Preferably, the concentration of the DGEA peptide in the serum-free culture medium of the mesenchymal stem cells without pre-coating is 10-50 μ g/mL, such as 10 μ g/mL, 15 μ g/mL, 20 μ g/mL, 25 μ g/mL, 30 μ g/mL, 35 μ g/mL, 40 μ g/mL, 45 μ g/mL or 50 μ g/mL, and the like, and other specific points within the range can be selected, and detailed description is omitted.
The serum-free medium according to the present invention requires a specific concentration of the added DGEA peptide, and when the concentration exceeds the above-mentioned specific numerical range, the serum-free medium adsorbs lipids and growth factors in the medium, so that the cells lack components necessary for proliferation, and when the concentration is less than the above-mentioned specific numerical range, the serum-free medium reduces the anchorage rate of the cells.
Preferably, the basal medium comprises α - Μ Ε medium.
The basic culture medium related to the invention includes, but is not limited to, culture medium of alpha- Μ Ε Μ.
Preferably, the additive further comprises an antioxidant, a diabody, dexamethasone, a lipid substance, and transferrin.
Preferably, the antioxidant comprises ascorbic acid 2-phosphate.
Preferably, the diabodies include penicillins and streptomycins.
Preferably, the additive further comprises ascorbic acid 2-phosphate, penicillin, streptomycin, dexamethasone, lipid substances, and transferrin.
Preferably, the additive further comprises 100-200 μ M ascorbic acid 2-phosphate, 50-150U/mL penicillin, 50-150U/mL streptomycin, 50-100nM dexamethasone, 30-50pg/mL lipid material and 0.8-1.2% transferrin.

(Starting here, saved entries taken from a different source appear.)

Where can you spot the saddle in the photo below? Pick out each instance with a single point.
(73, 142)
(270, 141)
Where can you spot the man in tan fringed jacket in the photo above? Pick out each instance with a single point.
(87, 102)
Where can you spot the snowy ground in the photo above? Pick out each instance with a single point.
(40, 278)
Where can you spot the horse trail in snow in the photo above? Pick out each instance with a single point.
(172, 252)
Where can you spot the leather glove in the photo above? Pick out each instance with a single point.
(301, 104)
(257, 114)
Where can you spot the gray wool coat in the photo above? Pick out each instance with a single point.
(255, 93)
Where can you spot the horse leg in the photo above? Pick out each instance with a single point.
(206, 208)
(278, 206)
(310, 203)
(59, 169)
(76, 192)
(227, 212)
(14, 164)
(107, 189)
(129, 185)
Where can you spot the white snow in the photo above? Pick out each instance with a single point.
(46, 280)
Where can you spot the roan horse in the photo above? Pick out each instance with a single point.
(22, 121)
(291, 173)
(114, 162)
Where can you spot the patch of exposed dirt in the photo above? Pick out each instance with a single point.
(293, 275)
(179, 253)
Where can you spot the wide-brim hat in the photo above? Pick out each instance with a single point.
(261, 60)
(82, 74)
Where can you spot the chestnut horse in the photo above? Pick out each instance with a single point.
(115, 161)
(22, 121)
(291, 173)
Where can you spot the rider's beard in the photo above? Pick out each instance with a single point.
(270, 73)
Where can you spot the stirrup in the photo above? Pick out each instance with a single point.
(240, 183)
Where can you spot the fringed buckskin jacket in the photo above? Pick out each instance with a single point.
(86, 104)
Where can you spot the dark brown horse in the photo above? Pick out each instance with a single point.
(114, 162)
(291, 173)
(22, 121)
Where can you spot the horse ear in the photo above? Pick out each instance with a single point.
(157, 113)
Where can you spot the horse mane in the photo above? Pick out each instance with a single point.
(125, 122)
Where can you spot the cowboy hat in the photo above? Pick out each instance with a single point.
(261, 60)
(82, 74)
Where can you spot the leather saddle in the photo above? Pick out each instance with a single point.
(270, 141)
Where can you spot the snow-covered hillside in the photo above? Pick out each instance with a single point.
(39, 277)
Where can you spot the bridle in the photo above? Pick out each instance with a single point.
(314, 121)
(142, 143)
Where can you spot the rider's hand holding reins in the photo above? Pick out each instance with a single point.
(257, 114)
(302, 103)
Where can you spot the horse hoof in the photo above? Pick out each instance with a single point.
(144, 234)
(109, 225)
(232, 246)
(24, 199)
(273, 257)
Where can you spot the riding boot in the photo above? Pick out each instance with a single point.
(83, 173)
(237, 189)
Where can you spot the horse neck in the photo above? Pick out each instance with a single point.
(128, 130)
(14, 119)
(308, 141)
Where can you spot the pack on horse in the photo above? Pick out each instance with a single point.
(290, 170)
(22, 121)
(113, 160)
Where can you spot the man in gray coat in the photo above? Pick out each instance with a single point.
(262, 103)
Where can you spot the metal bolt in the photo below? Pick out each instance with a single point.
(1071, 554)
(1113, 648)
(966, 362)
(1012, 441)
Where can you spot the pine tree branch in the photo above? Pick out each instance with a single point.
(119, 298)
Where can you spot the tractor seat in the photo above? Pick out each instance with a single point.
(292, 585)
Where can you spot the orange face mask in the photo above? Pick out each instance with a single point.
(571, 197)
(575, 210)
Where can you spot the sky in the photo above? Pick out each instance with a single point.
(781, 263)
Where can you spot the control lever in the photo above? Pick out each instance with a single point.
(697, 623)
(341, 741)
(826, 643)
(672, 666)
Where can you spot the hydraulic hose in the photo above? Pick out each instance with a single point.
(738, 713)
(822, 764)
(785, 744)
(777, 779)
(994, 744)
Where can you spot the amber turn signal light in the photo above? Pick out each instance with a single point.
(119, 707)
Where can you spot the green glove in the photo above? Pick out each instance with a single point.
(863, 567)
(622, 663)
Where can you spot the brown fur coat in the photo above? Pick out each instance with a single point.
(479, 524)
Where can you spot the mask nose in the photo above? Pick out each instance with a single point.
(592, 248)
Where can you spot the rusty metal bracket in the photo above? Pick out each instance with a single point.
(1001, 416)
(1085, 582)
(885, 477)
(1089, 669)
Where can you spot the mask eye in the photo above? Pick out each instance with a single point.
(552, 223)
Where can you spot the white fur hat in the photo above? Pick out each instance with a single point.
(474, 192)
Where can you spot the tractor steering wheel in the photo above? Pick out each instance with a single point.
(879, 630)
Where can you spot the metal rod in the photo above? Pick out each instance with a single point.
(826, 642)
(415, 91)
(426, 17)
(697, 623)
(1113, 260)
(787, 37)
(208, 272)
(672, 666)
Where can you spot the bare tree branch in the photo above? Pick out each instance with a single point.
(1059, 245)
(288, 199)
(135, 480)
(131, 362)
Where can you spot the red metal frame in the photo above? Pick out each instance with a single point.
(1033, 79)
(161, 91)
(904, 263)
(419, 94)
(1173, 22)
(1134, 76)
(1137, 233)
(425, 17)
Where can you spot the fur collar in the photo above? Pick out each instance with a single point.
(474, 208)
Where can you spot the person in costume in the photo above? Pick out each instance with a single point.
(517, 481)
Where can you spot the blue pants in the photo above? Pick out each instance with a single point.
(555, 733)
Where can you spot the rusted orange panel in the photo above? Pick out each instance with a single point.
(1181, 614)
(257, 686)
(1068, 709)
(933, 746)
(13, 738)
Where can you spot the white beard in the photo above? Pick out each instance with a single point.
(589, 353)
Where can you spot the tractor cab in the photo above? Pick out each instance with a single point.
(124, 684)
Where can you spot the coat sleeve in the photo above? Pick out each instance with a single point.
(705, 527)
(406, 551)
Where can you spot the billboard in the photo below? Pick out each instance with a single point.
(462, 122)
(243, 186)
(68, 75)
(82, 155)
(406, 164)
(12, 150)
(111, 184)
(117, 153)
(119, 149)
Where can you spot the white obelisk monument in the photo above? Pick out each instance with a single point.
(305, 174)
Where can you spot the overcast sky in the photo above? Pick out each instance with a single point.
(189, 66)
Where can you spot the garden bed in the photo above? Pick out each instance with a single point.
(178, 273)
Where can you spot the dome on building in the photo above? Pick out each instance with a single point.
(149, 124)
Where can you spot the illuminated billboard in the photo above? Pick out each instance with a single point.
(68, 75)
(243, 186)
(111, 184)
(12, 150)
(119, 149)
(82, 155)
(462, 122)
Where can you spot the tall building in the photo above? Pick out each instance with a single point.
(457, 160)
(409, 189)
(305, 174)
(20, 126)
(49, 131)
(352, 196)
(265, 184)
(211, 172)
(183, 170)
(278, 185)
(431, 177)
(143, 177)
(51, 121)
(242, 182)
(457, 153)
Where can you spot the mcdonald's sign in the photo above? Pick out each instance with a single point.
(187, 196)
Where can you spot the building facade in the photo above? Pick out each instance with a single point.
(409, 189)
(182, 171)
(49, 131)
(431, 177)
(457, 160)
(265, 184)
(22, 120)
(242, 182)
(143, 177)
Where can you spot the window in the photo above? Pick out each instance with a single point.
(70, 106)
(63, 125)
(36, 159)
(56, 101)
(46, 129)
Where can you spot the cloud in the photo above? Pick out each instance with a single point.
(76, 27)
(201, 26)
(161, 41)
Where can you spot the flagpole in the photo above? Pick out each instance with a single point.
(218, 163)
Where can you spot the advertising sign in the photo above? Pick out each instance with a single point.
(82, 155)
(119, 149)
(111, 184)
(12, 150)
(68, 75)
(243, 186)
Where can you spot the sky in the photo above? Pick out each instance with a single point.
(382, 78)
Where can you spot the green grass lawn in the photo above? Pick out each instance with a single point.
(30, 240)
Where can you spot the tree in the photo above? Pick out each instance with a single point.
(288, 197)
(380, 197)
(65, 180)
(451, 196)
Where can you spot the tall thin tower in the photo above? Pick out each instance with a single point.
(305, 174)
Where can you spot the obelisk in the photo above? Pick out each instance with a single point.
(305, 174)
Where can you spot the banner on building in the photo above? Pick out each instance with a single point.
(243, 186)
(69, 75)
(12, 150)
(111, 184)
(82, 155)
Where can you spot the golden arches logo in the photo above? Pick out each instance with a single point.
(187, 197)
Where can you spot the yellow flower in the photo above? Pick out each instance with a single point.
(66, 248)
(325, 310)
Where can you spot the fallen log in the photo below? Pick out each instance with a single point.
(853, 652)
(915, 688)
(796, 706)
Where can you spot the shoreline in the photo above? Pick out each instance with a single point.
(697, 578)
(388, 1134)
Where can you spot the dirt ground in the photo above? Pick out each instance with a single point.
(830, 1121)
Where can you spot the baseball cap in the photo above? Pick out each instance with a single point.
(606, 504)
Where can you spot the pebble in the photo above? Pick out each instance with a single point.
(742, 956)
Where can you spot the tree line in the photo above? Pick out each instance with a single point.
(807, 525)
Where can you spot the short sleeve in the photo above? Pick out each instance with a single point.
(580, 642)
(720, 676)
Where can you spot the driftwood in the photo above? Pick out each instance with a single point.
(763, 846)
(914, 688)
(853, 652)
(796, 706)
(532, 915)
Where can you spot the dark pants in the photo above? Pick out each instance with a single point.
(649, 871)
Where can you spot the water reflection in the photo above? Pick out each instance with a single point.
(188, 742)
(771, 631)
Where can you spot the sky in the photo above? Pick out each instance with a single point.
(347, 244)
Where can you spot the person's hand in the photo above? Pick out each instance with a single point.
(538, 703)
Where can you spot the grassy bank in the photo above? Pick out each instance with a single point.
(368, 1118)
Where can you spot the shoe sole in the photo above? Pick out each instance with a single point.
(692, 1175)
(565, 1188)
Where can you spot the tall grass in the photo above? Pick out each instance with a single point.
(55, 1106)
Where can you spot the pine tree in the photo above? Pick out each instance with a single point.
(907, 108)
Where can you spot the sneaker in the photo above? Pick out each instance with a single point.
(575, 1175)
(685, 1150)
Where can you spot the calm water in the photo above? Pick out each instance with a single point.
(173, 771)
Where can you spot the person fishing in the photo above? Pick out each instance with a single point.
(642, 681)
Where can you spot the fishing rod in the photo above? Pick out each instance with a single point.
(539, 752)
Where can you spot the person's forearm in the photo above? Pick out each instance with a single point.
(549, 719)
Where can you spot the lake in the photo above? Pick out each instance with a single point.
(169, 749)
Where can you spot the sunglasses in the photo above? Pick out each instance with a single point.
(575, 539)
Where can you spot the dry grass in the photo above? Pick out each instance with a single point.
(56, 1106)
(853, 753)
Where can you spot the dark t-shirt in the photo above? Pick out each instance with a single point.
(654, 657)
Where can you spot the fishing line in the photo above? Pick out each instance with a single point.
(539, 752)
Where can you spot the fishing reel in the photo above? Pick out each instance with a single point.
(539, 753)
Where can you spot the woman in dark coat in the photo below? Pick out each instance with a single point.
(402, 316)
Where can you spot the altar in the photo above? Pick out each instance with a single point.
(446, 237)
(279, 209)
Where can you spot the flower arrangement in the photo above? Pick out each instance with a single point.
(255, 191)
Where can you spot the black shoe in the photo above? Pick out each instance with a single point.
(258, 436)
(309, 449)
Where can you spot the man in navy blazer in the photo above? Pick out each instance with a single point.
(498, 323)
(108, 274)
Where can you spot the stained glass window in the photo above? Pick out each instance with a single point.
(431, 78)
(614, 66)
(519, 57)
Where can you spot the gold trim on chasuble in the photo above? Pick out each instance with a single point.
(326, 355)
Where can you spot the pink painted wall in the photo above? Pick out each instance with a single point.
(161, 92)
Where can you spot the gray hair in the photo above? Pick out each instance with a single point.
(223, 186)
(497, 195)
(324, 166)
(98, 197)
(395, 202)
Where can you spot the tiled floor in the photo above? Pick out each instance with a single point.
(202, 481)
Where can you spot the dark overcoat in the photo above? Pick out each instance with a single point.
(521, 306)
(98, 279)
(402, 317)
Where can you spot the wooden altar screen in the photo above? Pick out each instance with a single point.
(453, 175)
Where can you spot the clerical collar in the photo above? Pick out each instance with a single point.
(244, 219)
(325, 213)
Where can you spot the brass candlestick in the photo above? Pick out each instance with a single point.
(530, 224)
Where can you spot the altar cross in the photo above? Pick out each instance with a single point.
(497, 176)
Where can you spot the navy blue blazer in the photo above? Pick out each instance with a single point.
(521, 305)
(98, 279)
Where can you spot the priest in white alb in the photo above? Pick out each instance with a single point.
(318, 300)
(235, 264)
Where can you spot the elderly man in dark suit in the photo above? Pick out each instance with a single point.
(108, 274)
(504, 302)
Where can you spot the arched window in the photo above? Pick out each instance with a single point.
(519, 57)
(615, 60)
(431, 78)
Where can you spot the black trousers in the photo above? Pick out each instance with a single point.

The concentration of the ascorbic acid 2-phosphate can be 100 μ M, 120 μ M, 150 μ M, 180 μ M or 200 μ M, and other specific values in the range can be selected, and detailed description is omitted here.
The concentration of the penicillin can be 50U/mL, 80U/mL, 100U/mL, 120U/mL or 150U/mL, and other specific values in the range can be selected, and detailed description is omitted here.
The concentration of the streptomycin can be 50U/mL, 80U/mL, 100U/mL, 120U/mL or 150U/mL, and other specific values in the range can be selected, and detailed description is omitted here.
The concentration of dexamethasone can be 50nM, 60nM, 70nM, 80nM, 90nM or 100nM, and other specific values in the range can be selected, which is not described in detail herein.
The concentration of the lipid substance can be 30pg/mL, 35pg/mL, 40pg/mL, 45pg/mL or 50pg/mL, and other specific values within the range can be selected, and detailed description is omitted here.
The mass percentage content of the transferrin can be 0.8%, 0.9%, 1.0%, 1.1%, or 1.2%, and other specific values in the range can be selected, and detailed description is omitted here.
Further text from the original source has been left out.